At first, it seemed like Jeff Zucker was just another piece of collateral damage from Andrew Cuomo’s demise, caught in the same blast radius that knocked Chris Cuomo out of CNN months earlier. It all seemed so rich, considering Zucker was the one who canned Chris for getting wrapped up in Andrew’s own workplace scandal.
But for many CNN staffers, something isn’t adding up about Zucker’s surprise resignation on Wednesday. The network’s president said in a statement that he failed to disclose a romantic relationship with his No. 2, Allison Gollust, before it was raised during an investigation into Chris Cuomo. (Gollust used to work as Andrew Cuomo’s communications chief before she moved to CNN and was replaced by the notorious Melissa DeRosa.)
For starters, Zucker and Gollust’s relationship was one of the biggest open secrets in media. CNN staffers awkwardly navigated the pairing, since every time they dealt with her, they were keenly aware that she was involved with the boss. They were rolling their eyes at Gollust’s own statement that said “recently, our relationship changed during Covid.” It had been going on for much longer: Page Six would wink at it from time to time, and the two have known each other since they worked together at NBC decades ago. As Katie Couric wrote in her dishy memoir: “I had to wonder why Jeff was angling so hard to bring Allison on board” at Couric’s talk show, Katie. “She and her husband and kids had moved into the apartment right above Jeff and Caryn’s — everyone who heard about the arrangement thought it was super strange.”
So how could WarnerMedia, CNN’s parent company, not have known? A source close to Jason Kilar, the outgoing boss at WarnerMedia who accepted Zucker’s resignation, claims he didn’t know the rumors to be true until the Cuomo investigation surfaced them. The source says Kilar had first heard about the relationship when Radar Online put up an item in December but thought it was just rumormongering. (This is why you shouldn’t hire a Silicon Valley person to run a New York media company — they don’t even know the good gossip.) The honchos did not get along: Zucker was infuriated by Kilar’s scrambling the company’s org chart so that Gollust and other senior CNN staffers would report directly to WarnerMedia. “It’s like Allison and Jeff were on some sort of codependent power trip,” says someone who has known the pair since their NBC days.
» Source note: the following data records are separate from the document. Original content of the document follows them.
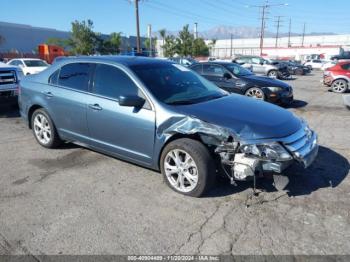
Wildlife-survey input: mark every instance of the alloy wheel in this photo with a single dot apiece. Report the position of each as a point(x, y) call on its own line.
point(181, 170)
point(42, 129)
point(339, 86)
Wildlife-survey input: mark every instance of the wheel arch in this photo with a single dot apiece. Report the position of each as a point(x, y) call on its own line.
point(174, 137)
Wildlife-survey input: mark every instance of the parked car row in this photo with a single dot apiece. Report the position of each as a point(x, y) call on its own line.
point(164, 116)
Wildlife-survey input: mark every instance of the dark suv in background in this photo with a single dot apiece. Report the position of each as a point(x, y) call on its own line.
point(237, 79)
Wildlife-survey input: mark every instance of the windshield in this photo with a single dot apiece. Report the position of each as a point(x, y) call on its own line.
point(238, 70)
point(175, 84)
point(34, 63)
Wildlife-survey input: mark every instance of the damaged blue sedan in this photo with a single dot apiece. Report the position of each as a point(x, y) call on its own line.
point(163, 116)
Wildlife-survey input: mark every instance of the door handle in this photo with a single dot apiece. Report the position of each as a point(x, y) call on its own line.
point(48, 94)
point(95, 107)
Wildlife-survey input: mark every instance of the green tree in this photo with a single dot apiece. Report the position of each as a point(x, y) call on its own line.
point(170, 46)
point(185, 41)
point(199, 48)
point(111, 45)
point(84, 41)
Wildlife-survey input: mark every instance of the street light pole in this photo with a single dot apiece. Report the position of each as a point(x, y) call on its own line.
point(264, 8)
point(138, 41)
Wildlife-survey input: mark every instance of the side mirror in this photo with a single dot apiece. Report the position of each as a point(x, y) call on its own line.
point(131, 100)
point(227, 76)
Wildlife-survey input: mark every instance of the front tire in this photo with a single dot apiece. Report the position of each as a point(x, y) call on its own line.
point(187, 167)
point(44, 130)
point(339, 86)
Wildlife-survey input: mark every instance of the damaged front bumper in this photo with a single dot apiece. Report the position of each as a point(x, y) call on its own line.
point(299, 147)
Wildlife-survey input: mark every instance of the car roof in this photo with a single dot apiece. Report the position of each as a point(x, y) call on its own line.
point(124, 60)
point(217, 63)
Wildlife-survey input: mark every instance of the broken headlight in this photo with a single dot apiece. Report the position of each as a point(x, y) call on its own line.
point(274, 89)
point(271, 151)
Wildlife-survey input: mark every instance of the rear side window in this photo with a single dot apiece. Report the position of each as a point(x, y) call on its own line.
point(346, 66)
point(112, 82)
point(54, 78)
point(75, 76)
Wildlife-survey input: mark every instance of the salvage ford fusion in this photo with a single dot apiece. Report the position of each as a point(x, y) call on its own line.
point(163, 116)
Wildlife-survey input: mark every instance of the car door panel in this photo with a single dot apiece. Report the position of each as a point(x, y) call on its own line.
point(121, 130)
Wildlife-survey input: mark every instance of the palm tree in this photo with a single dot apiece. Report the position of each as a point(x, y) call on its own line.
point(212, 45)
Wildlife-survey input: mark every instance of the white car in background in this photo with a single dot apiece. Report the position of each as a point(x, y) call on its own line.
point(29, 66)
point(314, 63)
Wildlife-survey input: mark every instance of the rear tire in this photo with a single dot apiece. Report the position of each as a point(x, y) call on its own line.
point(256, 93)
point(339, 86)
point(44, 129)
point(273, 74)
point(187, 167)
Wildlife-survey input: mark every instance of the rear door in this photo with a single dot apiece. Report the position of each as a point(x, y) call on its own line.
point(215, 73)
point(125, 131)
point(67, 95)
point(258, 68)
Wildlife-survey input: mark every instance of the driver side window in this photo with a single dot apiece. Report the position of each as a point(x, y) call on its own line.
point(112, 82)
point(256, 61)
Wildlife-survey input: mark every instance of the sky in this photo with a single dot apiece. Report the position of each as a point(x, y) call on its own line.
point(119, 15)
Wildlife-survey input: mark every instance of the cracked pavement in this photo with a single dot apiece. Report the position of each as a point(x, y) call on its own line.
point(76, 201)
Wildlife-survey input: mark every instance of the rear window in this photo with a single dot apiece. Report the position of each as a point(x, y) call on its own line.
point(346, 66)
point(75, 76)
point(112, 82)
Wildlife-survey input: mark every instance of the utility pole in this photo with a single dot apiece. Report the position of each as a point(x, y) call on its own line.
point(137, 26)
point(264, 9)
point(278, 28)
point(302, 39)
point(231, 46)
point(289, 31)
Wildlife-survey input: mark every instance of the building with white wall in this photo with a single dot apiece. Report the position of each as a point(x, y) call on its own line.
point(327, 45)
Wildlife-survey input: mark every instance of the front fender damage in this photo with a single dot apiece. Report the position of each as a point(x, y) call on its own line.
point(225, 144)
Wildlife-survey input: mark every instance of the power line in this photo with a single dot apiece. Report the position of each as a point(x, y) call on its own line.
point(264, 9)
point(302, 39)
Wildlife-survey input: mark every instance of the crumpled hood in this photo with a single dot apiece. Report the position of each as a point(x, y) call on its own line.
point(247, 118)
point(264, 81)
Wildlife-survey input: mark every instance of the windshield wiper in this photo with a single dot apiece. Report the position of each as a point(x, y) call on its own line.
point(181, 102)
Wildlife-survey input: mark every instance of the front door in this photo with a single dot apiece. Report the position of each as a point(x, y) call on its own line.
point(125, 131)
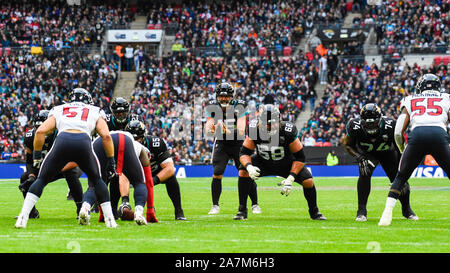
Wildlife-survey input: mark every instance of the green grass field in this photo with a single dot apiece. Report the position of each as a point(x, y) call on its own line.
point(283, 227)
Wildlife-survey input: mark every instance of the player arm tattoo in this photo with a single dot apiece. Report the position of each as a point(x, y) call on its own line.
point(46, 128)
point(296, 149)
point(103, 131)
point(167, 171)
point(400, 128)
point(246, 150)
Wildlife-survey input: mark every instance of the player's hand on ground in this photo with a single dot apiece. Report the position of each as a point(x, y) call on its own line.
point(37, 159)
point(287, 185)
point(253, 171)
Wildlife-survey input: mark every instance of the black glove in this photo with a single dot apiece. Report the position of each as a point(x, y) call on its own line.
point(111, 168)
point(365, 165)
point(26, 184)
point(37, 159)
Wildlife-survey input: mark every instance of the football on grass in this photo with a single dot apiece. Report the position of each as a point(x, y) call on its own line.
point(127, 215)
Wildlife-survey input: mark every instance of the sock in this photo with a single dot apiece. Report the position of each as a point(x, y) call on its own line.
point(173, 190)
point(216, 190)
point(311, 197)
point(28, 203)
point(244, 185)
point(106, 208)
point(363, 188)
point(253, 194)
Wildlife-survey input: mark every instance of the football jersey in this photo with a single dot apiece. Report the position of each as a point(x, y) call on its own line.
point(159, 153)
point(77, 116)
point(113, 124)
point(381, 142)
point(271, 150)
point(429, 108)
point(237, 110)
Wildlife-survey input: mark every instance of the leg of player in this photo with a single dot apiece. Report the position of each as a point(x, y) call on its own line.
point(173, 190)
point(244, 184)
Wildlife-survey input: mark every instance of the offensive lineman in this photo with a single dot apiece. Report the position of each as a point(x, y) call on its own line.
point(370, 139)
point(75, 121)
point(229, 116)
point(162, 166)
point(278, 152)
point(428, 113)
point(70, 172)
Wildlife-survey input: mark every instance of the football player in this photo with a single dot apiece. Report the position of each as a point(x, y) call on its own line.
point(162, 166)
point(226, 119)
point(279, 152)
point(76, 122)
point(370, 139)
point(70, 172)
point(428, 113)
point(132, 161)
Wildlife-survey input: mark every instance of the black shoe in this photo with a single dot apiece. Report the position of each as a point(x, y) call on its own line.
point(241, 215)
point(316, 215)
point(179, 215)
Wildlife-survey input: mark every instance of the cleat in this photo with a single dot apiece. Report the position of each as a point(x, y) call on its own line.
point(241, 215)
point(179, 215)
point(361, 218)
point(386, 218)
point(318, 216)
point(214, 210)
point(22, 221)
point(110, 222)
point(410, 215)
point(140, 220)
point(84, 218)
point(256, 209)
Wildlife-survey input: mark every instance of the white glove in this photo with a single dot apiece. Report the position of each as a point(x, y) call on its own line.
point(287, 185)
point(253, 171)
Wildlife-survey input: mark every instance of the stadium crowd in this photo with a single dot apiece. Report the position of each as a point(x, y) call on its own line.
point(166, 86)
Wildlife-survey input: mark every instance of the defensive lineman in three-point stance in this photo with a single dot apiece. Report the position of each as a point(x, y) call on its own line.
point(278, 152)
point(76, 122)
point(428, 113)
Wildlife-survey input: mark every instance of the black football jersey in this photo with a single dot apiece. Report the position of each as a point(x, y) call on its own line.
point(158, 152)
point(28, 143)
point(229, 118)
point(274, 150)
point(114, 125)
point(383, 141)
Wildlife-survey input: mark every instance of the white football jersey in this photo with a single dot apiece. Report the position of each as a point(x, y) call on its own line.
point(137, 145)
point(430, 108)
point(78, 116)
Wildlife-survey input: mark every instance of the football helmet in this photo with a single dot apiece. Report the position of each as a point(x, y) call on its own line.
point(269, 116)
point(224, 93)
point(120, 109)
point(136, 128)
point(40, 118)
point(371, 118)
point(81, 95)
point(428, 82)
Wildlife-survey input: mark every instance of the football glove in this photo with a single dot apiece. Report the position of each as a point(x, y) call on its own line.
point(111, 168)
point(37, 159)
point(253, 171)
point(27, 183)
point(287, 185)
point(365, 165)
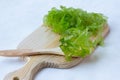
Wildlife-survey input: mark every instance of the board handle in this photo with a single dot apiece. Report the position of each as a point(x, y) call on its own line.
point(28, 71)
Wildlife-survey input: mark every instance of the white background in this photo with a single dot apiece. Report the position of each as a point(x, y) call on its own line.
point(18, 18)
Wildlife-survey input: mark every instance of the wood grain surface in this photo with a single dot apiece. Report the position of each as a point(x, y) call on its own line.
point(39, 40)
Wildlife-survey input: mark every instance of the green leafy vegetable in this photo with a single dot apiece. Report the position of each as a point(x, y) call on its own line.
point(76, 26)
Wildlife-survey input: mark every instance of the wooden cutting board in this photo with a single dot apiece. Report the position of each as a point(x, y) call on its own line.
point(42, 38)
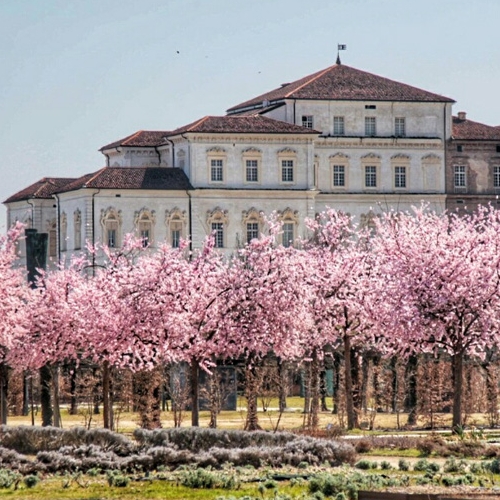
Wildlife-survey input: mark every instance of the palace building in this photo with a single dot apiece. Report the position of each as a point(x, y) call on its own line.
point(340, 138)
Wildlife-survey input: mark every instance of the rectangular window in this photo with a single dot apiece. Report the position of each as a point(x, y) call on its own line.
point(216, 170)
point(288, 235)
point(252, 231)
point(496, 176)
point(176, 238)
point(218, 232)
point(460, 176)
point(338, 125)
point(399, 127)
point(287, 170)
point(145, 237)
point(400, 177)
point(339, 175)
point(307, 121)
point(370, 126)
point(370, 176)
point(252, 168)
point(112, 238)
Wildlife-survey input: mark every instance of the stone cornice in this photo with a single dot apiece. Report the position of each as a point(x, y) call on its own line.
point(377, 143)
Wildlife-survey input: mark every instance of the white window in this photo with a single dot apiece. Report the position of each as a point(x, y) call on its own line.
point(77, 222)
point(287, 170)
point(400, 177)
point(338, 125)
point(112, 232)
point(218, 232)
point(370, 126)
point(370, 176)
point(217, 170)
point(252, 170)
point(111, 223)
point(339, 176)
point(307, 121)
point(64, 232)
point(288, 234)
point(496, 176)
point(252, 231)
point(460, 176)
point(52, 239)
point(175, 220)
point(399, 127)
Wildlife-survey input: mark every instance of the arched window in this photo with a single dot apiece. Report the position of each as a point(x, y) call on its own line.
point(217, 221)
point(144, 221)
point(175, 220)
point(111, 222)
point(252, 224)
point(77, 225)
point(289, 219)
point(52, 230)
point(287, 159)
point(64, 232)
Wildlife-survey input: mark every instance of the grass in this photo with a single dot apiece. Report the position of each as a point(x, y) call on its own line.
point(52, 489)
point(292, 418)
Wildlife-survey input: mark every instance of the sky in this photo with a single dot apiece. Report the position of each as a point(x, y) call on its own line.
point(78, 74)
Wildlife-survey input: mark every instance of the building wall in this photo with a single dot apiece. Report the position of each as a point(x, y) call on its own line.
point(479, 157)
point(421, 119)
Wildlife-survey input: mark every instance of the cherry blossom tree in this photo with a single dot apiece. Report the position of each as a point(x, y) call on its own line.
point(263, 308)
point(441, 286)
point(339, 276)
point(13, 295)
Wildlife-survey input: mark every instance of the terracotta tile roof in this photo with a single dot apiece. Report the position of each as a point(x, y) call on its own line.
point(253, 124)
point(257, 111)
point(132, 178)
point(467, 130)
point(42, 189)
point(343, 83)
point(142, 138)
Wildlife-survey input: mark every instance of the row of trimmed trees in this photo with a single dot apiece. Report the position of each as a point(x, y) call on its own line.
point(418, 283)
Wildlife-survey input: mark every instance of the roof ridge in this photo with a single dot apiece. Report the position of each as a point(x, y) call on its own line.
point(133, 136)
point(95, 175)
point(314, 77)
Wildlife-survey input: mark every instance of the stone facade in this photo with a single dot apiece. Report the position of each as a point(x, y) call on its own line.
point(340, 138)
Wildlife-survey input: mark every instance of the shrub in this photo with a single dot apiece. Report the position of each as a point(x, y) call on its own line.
point(403, 465)
point(363, 446)
point(363, 465)
point(452, 465)
point(494, 466)
point(8, 478)
point(116, 478)
point(31, 481)
point(421, 465)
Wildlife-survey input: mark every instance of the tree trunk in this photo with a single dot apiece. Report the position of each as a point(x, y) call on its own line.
point(147, 397)
point(195, 393)
point(45, 395)
point(411, 400)
point(491, 392)
point(283, 377)
point(314, 383)
point(251, 391)
point(55, 385)
point(4, 392)
point(352, 420)
point(26, 394)
point(73, 408)
point(336, 382)
point(394, 384)
point(458, 368)
point(105, 395)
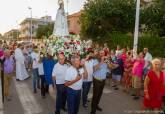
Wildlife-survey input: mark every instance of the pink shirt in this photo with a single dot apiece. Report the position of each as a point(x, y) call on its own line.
point(137, 69)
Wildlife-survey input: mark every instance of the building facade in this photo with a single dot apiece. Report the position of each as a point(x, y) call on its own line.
point(73, 23)
point(13, 34)
point(29, 24)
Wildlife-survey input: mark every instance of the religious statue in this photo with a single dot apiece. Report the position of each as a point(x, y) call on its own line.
point(61, 25)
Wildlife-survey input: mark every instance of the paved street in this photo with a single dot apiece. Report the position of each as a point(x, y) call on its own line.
point(25, 102)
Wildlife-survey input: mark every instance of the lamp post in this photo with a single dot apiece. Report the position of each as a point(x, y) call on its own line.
point(67, 1)
point(136, 33)
point(30, 23)
point(17, 30)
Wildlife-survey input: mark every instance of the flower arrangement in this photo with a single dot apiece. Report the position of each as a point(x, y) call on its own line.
point(68, 45)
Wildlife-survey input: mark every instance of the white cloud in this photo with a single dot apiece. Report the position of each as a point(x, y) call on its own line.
point(16, 10)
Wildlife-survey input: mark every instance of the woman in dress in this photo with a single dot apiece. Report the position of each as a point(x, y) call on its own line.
point(152, 87)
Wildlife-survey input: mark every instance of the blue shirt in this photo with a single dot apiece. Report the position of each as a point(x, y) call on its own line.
point(119, 69)
point(102, 71)
point(48, 65)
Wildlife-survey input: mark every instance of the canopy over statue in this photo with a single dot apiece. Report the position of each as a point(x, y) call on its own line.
point(61, 25)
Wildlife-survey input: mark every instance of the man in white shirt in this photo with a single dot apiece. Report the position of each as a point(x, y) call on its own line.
point(58, 76)
point(148, 59)
point(35, 58)
point(21, 73)
point(74, 79)
point(89, 64)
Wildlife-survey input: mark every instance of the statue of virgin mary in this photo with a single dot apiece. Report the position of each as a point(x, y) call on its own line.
point(61, 25)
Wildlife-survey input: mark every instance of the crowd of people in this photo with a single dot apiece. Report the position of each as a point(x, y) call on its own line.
point(72, 77)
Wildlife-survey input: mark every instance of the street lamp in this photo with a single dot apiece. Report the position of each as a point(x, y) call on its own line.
point(67, 7)
point(136, 33)
point(17, 30)
point(30, 23)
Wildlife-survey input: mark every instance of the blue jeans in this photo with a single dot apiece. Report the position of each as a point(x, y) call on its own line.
point(73, 100)
point(86, 87)
point(35, 78)
point(61, 97)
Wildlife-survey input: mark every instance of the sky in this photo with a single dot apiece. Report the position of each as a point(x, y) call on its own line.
point(12, 12)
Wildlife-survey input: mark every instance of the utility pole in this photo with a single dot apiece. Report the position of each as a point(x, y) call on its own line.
point(30, 23)
point(136, 33)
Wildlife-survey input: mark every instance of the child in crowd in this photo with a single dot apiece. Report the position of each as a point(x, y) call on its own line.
point(137, 72)
point(8, 70)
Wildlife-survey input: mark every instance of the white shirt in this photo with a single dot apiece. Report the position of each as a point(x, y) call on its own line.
point(59, 72)
point(71, 74)
point(35, 58)
point(40, 69)
point(147, 58)
point(89, 67)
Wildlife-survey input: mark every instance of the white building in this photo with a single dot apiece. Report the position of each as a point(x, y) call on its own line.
point(25, 26)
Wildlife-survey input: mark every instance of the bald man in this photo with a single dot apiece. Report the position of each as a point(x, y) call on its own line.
point(58, 76)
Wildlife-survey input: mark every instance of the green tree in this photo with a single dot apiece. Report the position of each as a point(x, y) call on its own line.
point(153, 17)
point(100, 17)
point(45, 30)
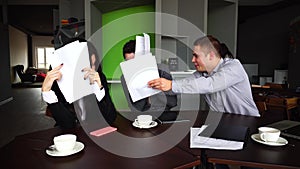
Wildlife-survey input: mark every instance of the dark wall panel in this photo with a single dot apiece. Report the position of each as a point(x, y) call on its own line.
point(5, 88)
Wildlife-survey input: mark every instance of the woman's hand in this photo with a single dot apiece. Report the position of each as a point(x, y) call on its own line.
point(161, 84)
point(52, 75)
point(92, 75)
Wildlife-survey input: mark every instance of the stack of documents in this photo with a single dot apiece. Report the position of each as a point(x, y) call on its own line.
point(198, 141)
point(74, 57)
point(140, 70)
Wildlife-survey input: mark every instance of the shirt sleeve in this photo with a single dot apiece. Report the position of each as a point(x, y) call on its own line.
point(99, 92)
point(223, 78)
point(49, 97)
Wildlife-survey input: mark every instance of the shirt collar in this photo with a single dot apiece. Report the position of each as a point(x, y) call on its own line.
point(217, 67)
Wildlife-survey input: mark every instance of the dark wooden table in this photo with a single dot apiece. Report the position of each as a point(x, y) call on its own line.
point(28, 151)
point(256, 154)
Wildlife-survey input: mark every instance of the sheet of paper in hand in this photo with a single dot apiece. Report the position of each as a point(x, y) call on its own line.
point(75, 57)
point(137, 73)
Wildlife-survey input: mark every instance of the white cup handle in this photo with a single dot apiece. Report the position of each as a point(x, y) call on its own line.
point(136, 120)
point(262, 136)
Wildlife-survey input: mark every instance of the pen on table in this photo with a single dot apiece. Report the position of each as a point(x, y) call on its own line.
point(175, 121)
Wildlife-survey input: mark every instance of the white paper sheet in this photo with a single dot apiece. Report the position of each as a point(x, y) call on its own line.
point(137, 73)
point(212, 143)
point(75, 57)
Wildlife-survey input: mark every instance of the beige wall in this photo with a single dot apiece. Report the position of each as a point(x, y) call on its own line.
point(18, 51)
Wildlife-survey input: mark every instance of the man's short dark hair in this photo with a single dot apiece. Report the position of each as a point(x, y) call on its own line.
point(129, 47)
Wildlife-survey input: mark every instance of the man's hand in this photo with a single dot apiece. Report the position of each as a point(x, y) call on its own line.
point(161, 84)
point(52, 75)
point(92, 75)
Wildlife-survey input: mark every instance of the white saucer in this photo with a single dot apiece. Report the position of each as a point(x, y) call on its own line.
point(78, 147)
point(136, 124)
point(280, 142)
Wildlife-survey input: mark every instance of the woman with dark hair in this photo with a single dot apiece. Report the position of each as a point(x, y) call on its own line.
point(65, 113)
point(219, 76)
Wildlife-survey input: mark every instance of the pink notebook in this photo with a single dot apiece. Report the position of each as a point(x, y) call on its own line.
point(103, 131)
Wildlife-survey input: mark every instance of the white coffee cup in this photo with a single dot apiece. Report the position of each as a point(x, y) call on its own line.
point(144, 119)
point(269, 134)
point(65, 142)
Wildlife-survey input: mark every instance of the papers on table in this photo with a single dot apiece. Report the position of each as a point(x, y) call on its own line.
point(137, 73)
point(75, 57)
point(197, 141)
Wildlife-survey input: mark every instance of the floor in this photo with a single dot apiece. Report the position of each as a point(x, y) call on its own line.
point(24, 114)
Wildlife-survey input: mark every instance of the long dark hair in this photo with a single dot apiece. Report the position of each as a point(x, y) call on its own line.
point(211, 42)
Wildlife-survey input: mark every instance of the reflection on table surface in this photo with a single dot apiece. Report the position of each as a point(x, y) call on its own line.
point(28, 151)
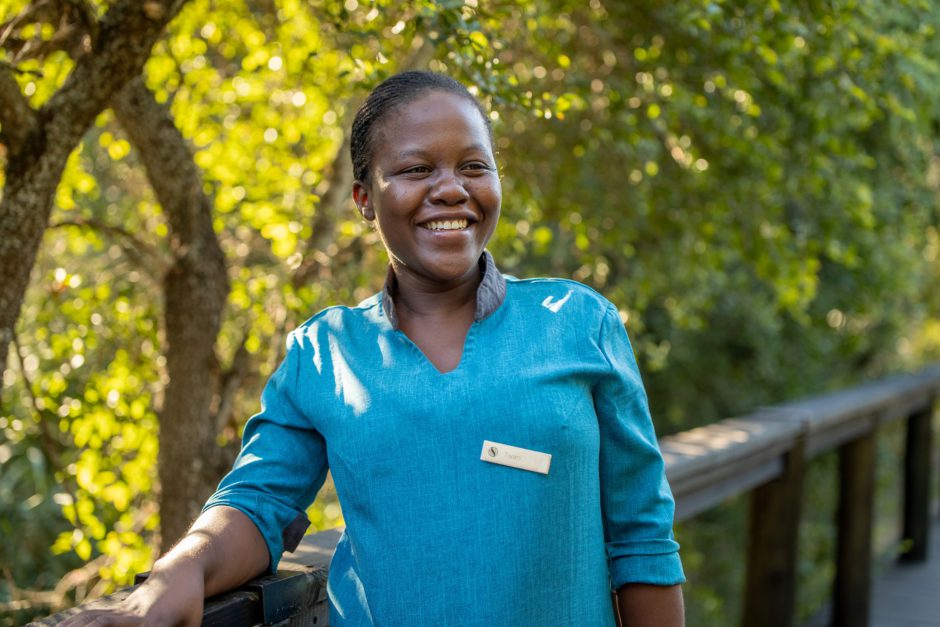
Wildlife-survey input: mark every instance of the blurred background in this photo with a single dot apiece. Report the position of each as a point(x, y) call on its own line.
point(754, 184)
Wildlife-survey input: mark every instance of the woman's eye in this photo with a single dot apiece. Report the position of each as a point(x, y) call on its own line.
point(477, 166)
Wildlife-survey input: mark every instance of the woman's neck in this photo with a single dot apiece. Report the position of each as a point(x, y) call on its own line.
point(418, 299)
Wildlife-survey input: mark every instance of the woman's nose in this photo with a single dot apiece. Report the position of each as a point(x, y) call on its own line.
point(448, 188)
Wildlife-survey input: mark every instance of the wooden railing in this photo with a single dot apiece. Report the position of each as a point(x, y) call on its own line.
point(763, 454)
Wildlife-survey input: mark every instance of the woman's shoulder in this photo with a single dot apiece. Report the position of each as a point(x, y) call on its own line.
point(554, 293)
point(338, 319)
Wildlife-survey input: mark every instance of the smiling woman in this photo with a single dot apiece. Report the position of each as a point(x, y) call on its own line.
point(489, 437)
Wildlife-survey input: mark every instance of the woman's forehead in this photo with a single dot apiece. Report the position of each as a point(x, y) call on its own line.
point(437, 109)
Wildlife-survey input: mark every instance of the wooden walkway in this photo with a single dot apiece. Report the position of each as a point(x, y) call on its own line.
point(908, 595)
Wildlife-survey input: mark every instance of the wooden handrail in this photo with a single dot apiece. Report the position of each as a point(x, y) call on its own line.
point(763, 453)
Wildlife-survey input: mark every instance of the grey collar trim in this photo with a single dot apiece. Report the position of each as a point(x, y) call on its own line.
point(490, 294)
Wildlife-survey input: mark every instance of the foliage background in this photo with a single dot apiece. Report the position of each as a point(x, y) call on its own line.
point(754, 184)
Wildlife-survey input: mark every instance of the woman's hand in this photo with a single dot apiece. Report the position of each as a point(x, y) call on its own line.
point(222, 550)
point(169, 598)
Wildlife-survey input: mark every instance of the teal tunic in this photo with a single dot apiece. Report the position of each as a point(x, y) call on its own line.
point(435, 535)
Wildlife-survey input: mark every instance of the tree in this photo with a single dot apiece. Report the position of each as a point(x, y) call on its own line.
point(743, 181)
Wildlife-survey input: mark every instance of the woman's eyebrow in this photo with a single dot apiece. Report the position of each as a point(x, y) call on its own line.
point(420, 152)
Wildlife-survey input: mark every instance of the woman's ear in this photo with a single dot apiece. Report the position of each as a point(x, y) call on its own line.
point(361, 197)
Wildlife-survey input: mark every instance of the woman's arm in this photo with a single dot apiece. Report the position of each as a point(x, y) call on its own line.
point(644, 605)
point(222, 550)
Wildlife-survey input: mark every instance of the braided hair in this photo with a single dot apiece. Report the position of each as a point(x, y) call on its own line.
point(393, 93)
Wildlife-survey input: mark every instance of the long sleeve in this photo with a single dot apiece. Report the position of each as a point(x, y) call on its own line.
point(281, 466)
point(637, 504)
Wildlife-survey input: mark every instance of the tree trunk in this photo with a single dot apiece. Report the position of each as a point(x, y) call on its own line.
point(195, 291)
point(39, 142)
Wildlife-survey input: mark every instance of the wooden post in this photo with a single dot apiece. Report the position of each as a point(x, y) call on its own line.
point(917, 475)
point(851, 598)
point(774, 521)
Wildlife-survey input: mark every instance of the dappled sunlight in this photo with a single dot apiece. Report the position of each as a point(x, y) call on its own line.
point(348, 386)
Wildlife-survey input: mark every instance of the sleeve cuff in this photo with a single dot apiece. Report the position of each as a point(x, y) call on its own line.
point(281, 531)
point(660, 570)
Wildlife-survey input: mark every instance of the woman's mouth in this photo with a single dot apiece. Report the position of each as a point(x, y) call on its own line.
point(446, 225)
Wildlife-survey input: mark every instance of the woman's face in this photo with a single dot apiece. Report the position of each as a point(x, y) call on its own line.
point(434, 192)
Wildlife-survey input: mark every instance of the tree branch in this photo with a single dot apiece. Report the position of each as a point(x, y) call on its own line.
point(195, 288)
point(139, 251)
point(120, 46)
point(18, 120)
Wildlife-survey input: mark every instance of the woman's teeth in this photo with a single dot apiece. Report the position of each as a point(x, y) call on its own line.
point(445, 225)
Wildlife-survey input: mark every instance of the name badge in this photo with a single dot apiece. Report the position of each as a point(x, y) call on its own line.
point(515, 457)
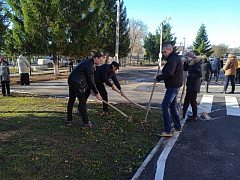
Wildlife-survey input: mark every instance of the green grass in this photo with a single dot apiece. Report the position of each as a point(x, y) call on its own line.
point(35, 142)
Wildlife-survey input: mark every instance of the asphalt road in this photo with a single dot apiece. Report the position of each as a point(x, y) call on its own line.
point(207, 149)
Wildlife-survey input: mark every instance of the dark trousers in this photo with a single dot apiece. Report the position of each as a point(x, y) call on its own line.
point(102, 91)
point(70, 67)
point(5, 84)
point(190, 98)
point(237, 79)
point(24, 79)
point(216, 76)
point(227, 79)
point(82, 98)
Zucker hadn’t been on the network’s morning editorial calls this week, where he closely guided coverage, but that wasn’t necessarily seen as odd — some assumed he was merely preparing for a bigger job to come. Indeed, Zucker was about to be in the catbird seat: Discovery, run by his pal David Zaslav, is in the final stages of merging with WarnerMedia, and Zucker’s continued reign seemed all but assured. “Everyone thinks this is Kilar taking his succession swipe back at Jeff,” says one CNN staffer. “I feel like people didn’t think that this didn’t need to be this way; Jeff said he would stay till the merger, and that’s just around the corner.”
Many CNN staffers were dismayed by his departure, given how he was credited with turning around the network when he took over nine years ago. “Jeff was a great leader during a tumultuous time in the country,” says one senior network correspondent. “This is a huge waste of talent and vision at a critical time for the network and a damn shame.” Another staffer says, “It’s a mixture of shock and heartbreak. Jeff had relationships with everyone, from anchors to reporters to producers. Everyone loves Jeff.” And it’s still Zucker’s shop. One of three interim bosses put in charge today is Michael Bass, who has been friends with Zucker since their days at Harvard together. “He’s Jeff Jr.,” says one person who knows both men.
It’s a long fall for Zucker, who began his career as the “the Today show’s 27-year-old executive producer and bratty child star,” in the words of Spy magazine at the time. Of course, his legacy will also be bound up with that of Donald Trump. Zucker rehabbed Trump’s career in 2004 by green-lighting The Apprentice. During the early days of his first presidential run, Trump was ratings gold for CNN, which covered him incessantly before he turned on it as “fake news.” When tapes leaked of Zucker on a call with Michael Cohen in 2016, offering up debate advice for Trump and saying that he had “all these proposals” for a weekly show with Trump, few were surprised. As Trump himself put it in a 2015 interview with The Hollywood Reporter: “Jeff is a friend of mine, but if I didn’t get ratings he would not have all Trump all the time. I kid him about it.”
Now Zucker, Trump, and both Cuomos are out of work. Maybe they can start something together.